For most people with back pain, yes - strength training is safe, provided it is supervised, the speed and load are matched to your back, and you are in a settled phase rather than an acute flare. This article walks through what 'safe' actually means in practice, where the line sits, and when strength training is not the right next step.

The short answer

For most people with back pain, strength training is safe, and often the missing piece in the longer-term picture. Three conditions have to hold. It needs to be supervised. The speed of the movement and the size of the load have to be matched to the back in front of you, not to a generic programme. And you need to be in a settled phase, not the middle of an acute flare.

The rest of this article is the longer version of that answer.

Why people worry, and why the worry is reasonable

The worry that lifting weights will make a sore back worse is not paranoia. It is informed by reality. Conventional gym training - heavy barbell deadlifts and squats, performed at speed, often without close supervision - has injured a great many backs. If that is the picture you have of "strength training", the caution makes sense.

That is not the kind of strength training this article is talking about. The version that suits a back with a history is slower, more isolated, and more carefully progressed than anything you would see on a busy gym floor. Most of the moves people are rightly afraid of are not in the protocol at all.

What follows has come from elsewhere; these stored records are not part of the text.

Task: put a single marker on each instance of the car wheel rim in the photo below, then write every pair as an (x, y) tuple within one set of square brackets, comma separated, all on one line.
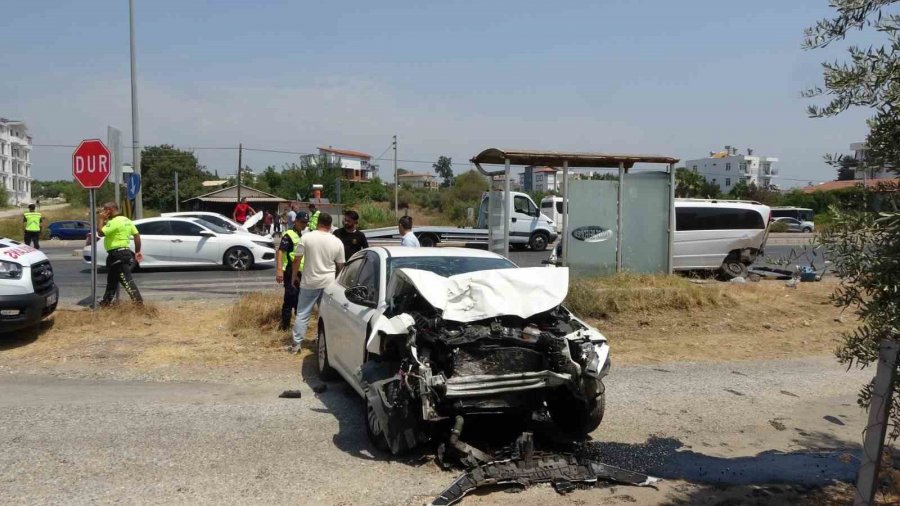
[(239, 259), (320, 349), (372, 420)]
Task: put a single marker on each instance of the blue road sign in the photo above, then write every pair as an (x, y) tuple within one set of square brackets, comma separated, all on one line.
[(133, 185)]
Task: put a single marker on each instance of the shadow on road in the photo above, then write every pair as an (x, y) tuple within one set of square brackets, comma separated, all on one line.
[(819, 460), (24, 337)]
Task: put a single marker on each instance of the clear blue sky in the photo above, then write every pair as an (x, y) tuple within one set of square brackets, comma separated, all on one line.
[(449, 78)]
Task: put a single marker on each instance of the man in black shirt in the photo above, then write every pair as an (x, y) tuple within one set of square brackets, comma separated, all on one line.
[(353, 239)]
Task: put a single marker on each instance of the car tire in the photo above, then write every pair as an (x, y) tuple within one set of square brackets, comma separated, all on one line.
[(323, 366), (238, 258), (427, 240), (732, 268), (574, 416), (538, 241)]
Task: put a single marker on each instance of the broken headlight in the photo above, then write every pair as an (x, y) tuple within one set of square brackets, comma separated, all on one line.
[(10, 270)]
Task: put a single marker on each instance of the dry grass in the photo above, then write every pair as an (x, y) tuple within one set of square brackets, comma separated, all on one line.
[(731, 322), (629, 293), (184, 333)]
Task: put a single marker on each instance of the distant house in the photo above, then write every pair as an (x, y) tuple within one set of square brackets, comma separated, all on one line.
[(356, 164), (416, 180)]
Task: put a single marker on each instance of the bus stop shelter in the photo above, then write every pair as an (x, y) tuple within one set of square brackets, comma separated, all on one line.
[(640, 201)]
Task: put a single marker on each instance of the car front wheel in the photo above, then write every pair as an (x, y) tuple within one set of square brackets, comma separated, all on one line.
[(238, 259)]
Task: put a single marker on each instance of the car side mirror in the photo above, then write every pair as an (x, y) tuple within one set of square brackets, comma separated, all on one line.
[(359, 295)]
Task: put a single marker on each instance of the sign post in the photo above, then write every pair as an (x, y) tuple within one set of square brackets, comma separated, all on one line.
[(91, 164)]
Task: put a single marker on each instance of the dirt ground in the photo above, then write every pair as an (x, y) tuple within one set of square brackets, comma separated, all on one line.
[(756, 321), (224, 341)]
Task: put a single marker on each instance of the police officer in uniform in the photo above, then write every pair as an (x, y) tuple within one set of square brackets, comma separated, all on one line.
[(116, 231), (284, 257), (32, 220)]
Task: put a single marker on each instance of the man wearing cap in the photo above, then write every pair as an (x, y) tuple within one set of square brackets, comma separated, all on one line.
[(284, 257), (32, 220)]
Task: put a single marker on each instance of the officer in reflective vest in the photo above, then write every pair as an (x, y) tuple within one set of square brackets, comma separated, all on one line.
[(313, 217), (284, 257), (32, 222)]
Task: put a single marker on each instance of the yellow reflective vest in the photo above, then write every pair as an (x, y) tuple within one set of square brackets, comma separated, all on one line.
[(32, 222), (289, 258)]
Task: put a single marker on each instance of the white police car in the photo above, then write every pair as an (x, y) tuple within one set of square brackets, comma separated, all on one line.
[(27, 291)]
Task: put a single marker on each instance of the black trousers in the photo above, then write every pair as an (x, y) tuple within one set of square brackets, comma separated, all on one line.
[(289, 304), (118, 271), (33, 239)]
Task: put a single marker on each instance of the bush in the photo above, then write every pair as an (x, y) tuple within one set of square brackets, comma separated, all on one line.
[(373, 216)]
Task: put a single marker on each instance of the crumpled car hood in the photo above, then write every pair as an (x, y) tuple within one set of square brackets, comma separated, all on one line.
[(479, 295)]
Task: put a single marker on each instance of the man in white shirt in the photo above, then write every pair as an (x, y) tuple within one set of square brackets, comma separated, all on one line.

What "safe" actually means in a strength-training context for someone with back pain

Three things, in plain terms.

  1. Slow movement, with no momentum. A repetition that takes ten seconds up and ten seconds down removes the snap and yank that cause most resistance-training injuries. The muscle carries the load throughout; the joint is never jerked.
  2. One muscle group loaded at a time. On equipment that restrains the rest of the body, the lumbar muscles can be loaded without the hips, glutes or hamstrings being asked to brace or compensate. The back works; the rest of the body does not have to hold its breath.
  3. Small, written, progressive increments. Weight goes up in increments of one to two and a half kilograms a week, recorded on paper, calibrated against the previous session. You progress when the previous session showed you were ready. You do not progress because the calendar says so.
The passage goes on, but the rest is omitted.